Thank you for the replies everyone.

I do not consider this gun to be the one to protect my life or anything, just something to take out and go to the backyard to plink some bottles, targets, whatever. 

I'm heading to the shops in the area to see what they have available this week. Who knows what I might find that I like. $400 was just an amount I had set back. I could always not buy a few corals or fish for a month and put that toward a better quality gun. :mrgreen:


----------



## buck32 (May 26, 2008)

Burks said:


> Thank you for the replies everyone.
> 
> I do not consider this gun to be the one to protect my life or anything, just something to take out and go to the backyard to plink some bottles, targets, whatever.
> 
> I'm heading to the shops in the area to see what they have available this week. Who knows what I might find that I like. $400 was just an amount I had set back. I could always not buy a few corals or fish for a month and put that toward a better quality gun. :mrgreen:


I believe if you save your money a little while longer and step into the 400 to 500 range you will find something that you will be VERY happy with and it opens up a whole new arena of available HG's. my .02


----------



## JustRick (Sep 14, 2008)

If I just wanted something to shoot at targets, I'd get a CZ 75. You should be able to find a used one in your price range, and I believe you can still get a new one for under $500. It's a very easy pistol to shoot well.
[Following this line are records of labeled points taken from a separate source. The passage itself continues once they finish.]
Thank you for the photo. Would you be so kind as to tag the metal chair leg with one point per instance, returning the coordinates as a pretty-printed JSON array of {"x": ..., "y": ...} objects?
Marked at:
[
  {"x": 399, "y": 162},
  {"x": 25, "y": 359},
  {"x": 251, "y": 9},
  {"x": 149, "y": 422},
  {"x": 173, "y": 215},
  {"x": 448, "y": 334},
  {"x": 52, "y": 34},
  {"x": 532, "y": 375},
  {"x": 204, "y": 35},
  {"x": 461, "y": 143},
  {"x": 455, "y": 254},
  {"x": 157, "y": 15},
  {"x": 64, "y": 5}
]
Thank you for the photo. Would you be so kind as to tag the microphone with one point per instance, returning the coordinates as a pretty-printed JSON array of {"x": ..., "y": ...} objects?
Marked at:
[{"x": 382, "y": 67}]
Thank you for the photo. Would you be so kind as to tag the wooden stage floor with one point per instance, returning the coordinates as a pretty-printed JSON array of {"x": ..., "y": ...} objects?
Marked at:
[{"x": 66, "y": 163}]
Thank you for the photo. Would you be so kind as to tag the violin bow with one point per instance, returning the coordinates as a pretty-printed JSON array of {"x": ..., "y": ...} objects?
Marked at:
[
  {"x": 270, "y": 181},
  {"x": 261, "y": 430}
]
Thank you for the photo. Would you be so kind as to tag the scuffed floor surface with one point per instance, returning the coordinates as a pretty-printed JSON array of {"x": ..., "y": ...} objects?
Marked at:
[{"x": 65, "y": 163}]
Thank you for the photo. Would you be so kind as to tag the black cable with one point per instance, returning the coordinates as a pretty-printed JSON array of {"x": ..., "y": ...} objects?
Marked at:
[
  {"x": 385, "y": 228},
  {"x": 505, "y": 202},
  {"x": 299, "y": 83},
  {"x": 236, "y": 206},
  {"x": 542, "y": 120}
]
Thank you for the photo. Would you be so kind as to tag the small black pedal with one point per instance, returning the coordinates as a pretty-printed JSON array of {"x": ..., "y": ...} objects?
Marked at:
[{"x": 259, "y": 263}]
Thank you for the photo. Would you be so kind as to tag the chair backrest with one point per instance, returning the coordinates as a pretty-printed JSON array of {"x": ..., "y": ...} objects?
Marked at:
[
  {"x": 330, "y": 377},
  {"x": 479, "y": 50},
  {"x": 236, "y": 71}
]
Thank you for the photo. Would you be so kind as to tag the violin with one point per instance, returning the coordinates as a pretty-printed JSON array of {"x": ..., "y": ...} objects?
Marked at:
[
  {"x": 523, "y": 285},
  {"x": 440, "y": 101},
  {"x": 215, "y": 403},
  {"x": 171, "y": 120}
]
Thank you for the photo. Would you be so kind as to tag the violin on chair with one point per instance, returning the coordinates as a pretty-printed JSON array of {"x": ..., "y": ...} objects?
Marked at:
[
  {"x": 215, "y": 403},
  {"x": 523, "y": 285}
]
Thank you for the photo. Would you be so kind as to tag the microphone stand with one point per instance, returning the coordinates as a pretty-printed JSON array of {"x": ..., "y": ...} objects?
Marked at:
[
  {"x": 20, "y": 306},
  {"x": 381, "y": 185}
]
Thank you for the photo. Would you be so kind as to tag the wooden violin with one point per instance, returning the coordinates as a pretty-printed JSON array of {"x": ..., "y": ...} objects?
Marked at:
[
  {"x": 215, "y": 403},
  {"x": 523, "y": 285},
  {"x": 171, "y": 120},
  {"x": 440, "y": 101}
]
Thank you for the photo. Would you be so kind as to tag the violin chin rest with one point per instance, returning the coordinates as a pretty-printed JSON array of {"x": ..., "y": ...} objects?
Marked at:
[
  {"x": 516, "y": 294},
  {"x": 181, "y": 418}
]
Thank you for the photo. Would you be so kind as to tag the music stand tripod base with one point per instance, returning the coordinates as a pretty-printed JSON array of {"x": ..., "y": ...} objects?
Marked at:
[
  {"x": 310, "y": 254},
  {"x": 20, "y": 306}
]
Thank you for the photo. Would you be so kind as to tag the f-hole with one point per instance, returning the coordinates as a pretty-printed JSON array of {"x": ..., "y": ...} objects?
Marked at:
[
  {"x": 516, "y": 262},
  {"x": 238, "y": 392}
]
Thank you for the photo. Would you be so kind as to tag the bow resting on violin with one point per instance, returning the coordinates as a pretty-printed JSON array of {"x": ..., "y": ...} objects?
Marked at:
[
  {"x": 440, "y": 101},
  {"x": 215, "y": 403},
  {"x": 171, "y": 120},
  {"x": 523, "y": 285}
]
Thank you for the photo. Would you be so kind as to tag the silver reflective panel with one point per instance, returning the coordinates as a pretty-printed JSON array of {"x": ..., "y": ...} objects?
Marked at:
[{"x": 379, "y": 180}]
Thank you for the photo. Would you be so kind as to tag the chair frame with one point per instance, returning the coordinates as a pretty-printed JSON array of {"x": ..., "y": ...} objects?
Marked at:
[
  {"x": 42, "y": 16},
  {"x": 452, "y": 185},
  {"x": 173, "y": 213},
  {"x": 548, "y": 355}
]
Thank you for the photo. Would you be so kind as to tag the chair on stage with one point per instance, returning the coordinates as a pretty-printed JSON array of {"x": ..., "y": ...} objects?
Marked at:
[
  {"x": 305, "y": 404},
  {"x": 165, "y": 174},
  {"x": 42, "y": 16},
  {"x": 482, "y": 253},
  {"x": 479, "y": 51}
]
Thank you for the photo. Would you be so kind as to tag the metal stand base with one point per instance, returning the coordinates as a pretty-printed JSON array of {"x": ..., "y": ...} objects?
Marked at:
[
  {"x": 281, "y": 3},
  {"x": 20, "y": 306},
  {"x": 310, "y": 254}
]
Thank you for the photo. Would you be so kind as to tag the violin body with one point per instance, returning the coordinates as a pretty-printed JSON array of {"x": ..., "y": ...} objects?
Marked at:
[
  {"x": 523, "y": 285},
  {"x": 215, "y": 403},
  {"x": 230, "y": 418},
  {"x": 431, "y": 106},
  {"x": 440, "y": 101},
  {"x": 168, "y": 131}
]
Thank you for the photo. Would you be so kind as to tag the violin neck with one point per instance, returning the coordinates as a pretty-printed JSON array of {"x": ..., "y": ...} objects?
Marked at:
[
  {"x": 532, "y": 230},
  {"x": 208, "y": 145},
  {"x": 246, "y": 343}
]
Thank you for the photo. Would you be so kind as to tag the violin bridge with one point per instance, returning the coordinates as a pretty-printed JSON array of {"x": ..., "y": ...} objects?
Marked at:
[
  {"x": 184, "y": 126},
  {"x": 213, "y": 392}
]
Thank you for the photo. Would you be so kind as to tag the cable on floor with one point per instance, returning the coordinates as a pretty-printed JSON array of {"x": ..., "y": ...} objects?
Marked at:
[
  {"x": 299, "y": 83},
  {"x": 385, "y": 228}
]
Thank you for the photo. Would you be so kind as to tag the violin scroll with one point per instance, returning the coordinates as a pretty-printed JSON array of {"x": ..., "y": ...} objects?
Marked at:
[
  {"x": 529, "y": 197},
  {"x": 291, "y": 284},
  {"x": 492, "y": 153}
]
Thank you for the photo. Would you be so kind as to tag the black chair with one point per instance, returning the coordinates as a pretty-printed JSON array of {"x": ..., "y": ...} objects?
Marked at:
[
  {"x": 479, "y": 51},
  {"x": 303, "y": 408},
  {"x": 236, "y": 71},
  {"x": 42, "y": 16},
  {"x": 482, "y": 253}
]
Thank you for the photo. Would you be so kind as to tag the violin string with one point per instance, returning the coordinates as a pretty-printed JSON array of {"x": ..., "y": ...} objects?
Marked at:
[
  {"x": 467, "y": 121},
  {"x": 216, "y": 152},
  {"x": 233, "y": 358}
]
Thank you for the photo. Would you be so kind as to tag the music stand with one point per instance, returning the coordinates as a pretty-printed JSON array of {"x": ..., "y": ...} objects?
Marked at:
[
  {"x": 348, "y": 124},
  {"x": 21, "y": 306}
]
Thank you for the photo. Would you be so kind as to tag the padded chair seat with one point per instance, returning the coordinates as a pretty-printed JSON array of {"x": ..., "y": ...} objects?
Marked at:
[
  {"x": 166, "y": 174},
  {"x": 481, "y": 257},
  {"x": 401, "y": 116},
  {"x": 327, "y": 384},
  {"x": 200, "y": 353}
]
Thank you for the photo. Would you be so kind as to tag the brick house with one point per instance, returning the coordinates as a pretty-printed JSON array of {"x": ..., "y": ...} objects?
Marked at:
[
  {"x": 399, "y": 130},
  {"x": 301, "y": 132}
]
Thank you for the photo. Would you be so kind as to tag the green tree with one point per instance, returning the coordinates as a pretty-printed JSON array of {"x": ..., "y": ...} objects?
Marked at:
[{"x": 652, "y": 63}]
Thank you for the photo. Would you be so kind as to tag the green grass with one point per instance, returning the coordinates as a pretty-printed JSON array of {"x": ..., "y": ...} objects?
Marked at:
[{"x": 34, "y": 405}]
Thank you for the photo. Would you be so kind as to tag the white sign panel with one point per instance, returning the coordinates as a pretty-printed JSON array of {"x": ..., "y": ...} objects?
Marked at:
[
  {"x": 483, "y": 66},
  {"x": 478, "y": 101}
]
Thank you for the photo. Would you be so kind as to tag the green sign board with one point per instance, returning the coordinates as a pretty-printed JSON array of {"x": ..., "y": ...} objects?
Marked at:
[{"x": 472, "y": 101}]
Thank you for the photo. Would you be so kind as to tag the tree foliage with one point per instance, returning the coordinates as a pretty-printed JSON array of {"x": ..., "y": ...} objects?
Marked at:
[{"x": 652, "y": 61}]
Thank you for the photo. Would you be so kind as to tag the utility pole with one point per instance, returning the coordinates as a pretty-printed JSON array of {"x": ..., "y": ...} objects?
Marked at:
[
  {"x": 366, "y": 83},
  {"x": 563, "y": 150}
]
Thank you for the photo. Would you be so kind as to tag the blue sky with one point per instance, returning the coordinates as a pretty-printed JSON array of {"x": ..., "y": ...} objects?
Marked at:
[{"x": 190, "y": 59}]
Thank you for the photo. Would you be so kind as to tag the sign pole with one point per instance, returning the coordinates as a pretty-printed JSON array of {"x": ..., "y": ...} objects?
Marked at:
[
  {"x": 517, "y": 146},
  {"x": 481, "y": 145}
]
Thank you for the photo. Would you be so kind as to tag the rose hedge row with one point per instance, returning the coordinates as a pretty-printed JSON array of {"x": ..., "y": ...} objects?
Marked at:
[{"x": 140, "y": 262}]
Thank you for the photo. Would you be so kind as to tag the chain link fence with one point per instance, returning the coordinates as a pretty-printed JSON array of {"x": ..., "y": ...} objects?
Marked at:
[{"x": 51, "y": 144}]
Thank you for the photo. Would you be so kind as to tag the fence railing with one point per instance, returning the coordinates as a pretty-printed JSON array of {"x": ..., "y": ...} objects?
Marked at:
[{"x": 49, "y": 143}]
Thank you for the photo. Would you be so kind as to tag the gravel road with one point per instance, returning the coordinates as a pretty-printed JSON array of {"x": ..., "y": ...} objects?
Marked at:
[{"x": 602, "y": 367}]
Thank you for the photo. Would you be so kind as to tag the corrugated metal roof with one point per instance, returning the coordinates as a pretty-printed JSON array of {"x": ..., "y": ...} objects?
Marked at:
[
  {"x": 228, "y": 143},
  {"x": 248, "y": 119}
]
The other one in your price range I'd look at would be an FN FNP9. I paid $479 "out the door" for mine. I admit that I'm biased, but it has been flawless through more than 1,000 rounds fired, has nice soft recoil, and is easy to shoot well. I actually like shooting the CZ a little better, but I think the FNP would be a better defensive weapon, and is definitely lighter.

Good luck! I bet you make a good choice.


----------



## Rastus (Dec 10, 2008)

If you can step up to the "below $500" range, I can't think of more value in a pistol than a Sig SP2022.

If this gun is definately *NOT* for defense, why not drop down and get a decent used .22lr and spend the extra money on ammo. Lots 'o fun and lots of $$ in your savings account for when you need/want to move up.


----------



## IndyRob (Oct 2, 2008)

Take a look at a Bersa Thunder 9mm, great gun at a great price. Highly underrated IMO


----------



## twodogs (Oct 15, 2007)

Rastus said:


> If this gun is definately *NOT* for defense, why not drop down and get a decent used .22lr and spend the extra money on ammo. Lots 'o fun and lots of $$ in your savings account for when you need/want to move up.


Good point Rastus. Not to confuse the issue, but a Ruger Mk II or III would be a great gun to practice with for a lot less money. The gun is the initial cost, but the cost of ammo starts to hurt after awhile.


----------